Sample size determination is the act of choosing the number of observations or replicates to include in a statistical sample. The sample size is an important feature of any empirical study in which the goal is to make inferences about a population from a sample. In practice, the sample size used in a study is determined based on the expense of data collection, and the need to have sufficient statistical power. In complicated studies there may be several different sample sizes involved in the study: for example, in a stratified survey there would be different sample sizes for each stratum. In a census, data are collected on the entire population, hence the sample size is equal to the population size.
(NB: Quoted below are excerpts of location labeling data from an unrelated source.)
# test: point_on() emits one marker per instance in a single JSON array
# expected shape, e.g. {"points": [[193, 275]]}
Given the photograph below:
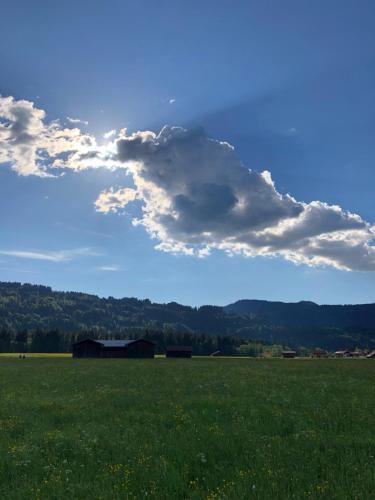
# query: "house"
{"points": [[319, 353], [288, 354], [343, 354], [216, 353], [358, 354], [178, 351], [89, 348]]}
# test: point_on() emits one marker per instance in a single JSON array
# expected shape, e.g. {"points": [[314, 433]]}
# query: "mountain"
{"points": [[25, 306], [306, 314]]}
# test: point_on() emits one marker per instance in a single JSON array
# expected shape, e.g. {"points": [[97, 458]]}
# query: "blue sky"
{"points": [[290, 85]]}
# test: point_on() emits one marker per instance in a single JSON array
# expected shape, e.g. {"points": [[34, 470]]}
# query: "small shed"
{"points": [[319, 353], [178, 351], [125, 348], [343, 354], [288, 354]]}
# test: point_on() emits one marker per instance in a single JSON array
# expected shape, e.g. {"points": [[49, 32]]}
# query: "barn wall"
{"points": [[114, 352], [88, 349], [178, 354], [141, 349]]}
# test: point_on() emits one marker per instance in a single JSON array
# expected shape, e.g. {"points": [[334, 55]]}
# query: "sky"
{"points": [[198, 152]]}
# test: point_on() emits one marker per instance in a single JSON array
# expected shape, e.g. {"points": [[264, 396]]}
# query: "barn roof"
{"points": [[115, 343], [179, 348]]}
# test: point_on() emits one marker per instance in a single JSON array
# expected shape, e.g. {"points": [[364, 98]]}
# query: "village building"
{"points": [[343, 354], [179, 351], [288, 354], [98, 348], [319, 353], [216, 353]]}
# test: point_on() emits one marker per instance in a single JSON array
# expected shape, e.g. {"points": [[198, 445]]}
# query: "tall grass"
{"points": [[197, 429]]}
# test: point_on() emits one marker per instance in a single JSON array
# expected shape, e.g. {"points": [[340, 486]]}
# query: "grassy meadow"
{"points": [[194, 429]]}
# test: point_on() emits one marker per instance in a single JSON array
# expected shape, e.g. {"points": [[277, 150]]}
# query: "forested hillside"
{"points": [[32, 307]]}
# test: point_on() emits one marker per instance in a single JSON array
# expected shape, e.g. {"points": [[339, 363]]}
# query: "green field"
{"points": [[200, 429]]}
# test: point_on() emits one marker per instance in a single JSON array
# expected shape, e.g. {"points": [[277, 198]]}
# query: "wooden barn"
{"points": [[178, 351], [319, 353], [89, 348], [288, 354], [216, 353], [343, 354]]}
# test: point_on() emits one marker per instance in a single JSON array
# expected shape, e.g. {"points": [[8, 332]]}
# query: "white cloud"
{"points": [[109, 134], [111, 269], [198, 196], [33, 147], [195, 193], [50, 256], [77, 120], [113, 200]]}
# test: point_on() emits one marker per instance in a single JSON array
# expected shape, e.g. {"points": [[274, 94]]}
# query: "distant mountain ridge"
{"points": [[26, 306], [306, 314]]}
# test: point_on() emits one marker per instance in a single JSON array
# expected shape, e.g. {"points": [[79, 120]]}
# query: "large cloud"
{"points": [[196, 194]]}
In experimental design, where a study may be divided into different treatment groups, this may be different sample sizes for each group.
Sample sizes may be chosen in several different ways:
experience – A choice of small sample sizes, though sometimes necessary, can result in wide confidence intervals or risks of errors in statistical hypothesis testing.
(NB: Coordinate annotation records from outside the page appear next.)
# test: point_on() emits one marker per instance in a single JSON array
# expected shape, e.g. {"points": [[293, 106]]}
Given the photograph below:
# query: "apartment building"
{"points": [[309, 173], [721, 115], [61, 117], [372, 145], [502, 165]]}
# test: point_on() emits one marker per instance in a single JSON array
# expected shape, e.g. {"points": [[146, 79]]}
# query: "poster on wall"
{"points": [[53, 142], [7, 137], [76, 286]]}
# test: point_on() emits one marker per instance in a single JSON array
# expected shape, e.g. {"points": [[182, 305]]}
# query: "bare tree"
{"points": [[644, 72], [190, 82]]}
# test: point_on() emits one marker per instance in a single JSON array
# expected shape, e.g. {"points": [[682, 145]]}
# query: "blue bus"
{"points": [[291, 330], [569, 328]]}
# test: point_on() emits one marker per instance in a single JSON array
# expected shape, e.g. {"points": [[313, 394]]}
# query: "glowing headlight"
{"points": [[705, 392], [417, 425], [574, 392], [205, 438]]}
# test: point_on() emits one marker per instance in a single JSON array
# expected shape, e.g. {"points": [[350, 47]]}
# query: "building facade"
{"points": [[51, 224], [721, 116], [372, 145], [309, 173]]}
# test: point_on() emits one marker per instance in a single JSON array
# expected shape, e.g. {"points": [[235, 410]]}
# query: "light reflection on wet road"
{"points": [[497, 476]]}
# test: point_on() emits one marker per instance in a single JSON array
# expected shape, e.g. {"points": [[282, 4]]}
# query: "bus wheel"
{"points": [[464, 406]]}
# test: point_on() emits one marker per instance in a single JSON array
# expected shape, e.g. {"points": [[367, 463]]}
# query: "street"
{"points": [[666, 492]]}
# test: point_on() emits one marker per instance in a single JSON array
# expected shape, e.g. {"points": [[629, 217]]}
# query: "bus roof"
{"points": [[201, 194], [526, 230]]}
using a target variance for an estimate to be derived from the sample eventually obtained, i.e. if a high precision is required (narrow confidence interval) this translates to a low target variance of the estimator.
using a target for the power of a statistical test to be applied once the sample is collected.
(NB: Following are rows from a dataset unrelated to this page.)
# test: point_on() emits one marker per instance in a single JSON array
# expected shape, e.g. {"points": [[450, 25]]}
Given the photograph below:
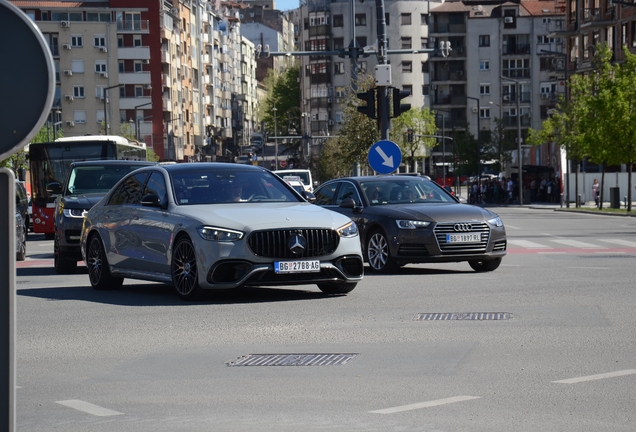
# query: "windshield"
{"points": [[229, 186], [96, 179], [382, 192]]}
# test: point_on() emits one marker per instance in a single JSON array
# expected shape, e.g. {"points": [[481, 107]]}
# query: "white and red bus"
{"points": [[49, 162]]}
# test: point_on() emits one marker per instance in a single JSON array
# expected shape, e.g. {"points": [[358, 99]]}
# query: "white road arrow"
{"points": [[388, 161]]}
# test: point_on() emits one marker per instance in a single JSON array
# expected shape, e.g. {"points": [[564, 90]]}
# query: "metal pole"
{"points": [[520, 161]]}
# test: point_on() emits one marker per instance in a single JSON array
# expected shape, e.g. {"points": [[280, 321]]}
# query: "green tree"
{"points": [[422, 122]]}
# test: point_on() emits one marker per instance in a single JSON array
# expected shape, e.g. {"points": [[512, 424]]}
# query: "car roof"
{"points": [[202, 166], [103, 162]]}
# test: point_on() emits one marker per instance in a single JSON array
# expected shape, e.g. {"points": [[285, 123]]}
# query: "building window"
{"points": [[78, 91], [79, 116], [76, 41], [99, 40]]}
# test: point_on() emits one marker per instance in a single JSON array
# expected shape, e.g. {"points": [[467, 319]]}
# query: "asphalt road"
{"points": [[557, 352]]}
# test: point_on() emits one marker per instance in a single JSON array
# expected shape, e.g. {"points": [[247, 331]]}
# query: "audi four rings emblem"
{"points": [[296, 243], [463, 227]]}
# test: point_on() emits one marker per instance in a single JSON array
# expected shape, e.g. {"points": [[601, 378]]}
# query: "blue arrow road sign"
{"points": [[385, 156]]}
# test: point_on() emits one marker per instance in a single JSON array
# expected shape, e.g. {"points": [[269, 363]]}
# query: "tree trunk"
{"points": [[600, 200]]}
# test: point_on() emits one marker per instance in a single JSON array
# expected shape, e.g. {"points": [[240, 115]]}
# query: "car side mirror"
{"points": [[308, 196], [54, 188], [151, 200]]}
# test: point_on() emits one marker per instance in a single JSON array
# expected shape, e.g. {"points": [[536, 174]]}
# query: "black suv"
{"points": [[22, 202], [86, 184]]}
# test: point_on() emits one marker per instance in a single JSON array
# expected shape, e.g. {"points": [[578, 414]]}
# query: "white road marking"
{"points": [[596, 377], [424, 405], [88, 408], [528, 244], [577, 244], [619, 242]]}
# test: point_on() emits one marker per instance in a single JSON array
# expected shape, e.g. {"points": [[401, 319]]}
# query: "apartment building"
{"points": [[501, 66], [165, 71], [330, 26]]}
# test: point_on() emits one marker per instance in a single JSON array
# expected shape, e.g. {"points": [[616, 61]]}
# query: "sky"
{"points": [[284, 5]]}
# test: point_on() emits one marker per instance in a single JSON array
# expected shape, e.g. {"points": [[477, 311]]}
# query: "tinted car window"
{"points": [[129, 191], [156, 185], [324, 195], [348, 190]]}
using a confidence level, i.e. the larger the required confidence level, the larger the sample size (given a constant precision requirement).
An optimum sample for a study may be defined as that sample which fulfills the requirements of efficiency, representativeness, reliability and flexibility. That is, the sample should be small enough to forestall unnecessary expense and large enough to help the researcher avoid sample-error beyond the limit to tolerance.
It should be large enough to yield statistically representative and significant results in all tabulations of any import but it need not be so large as to result in wastage of funds, retarding the project and achieving needlessly high precision. The sample should yield the desired estimates with the required level of reliability at a minimum cost.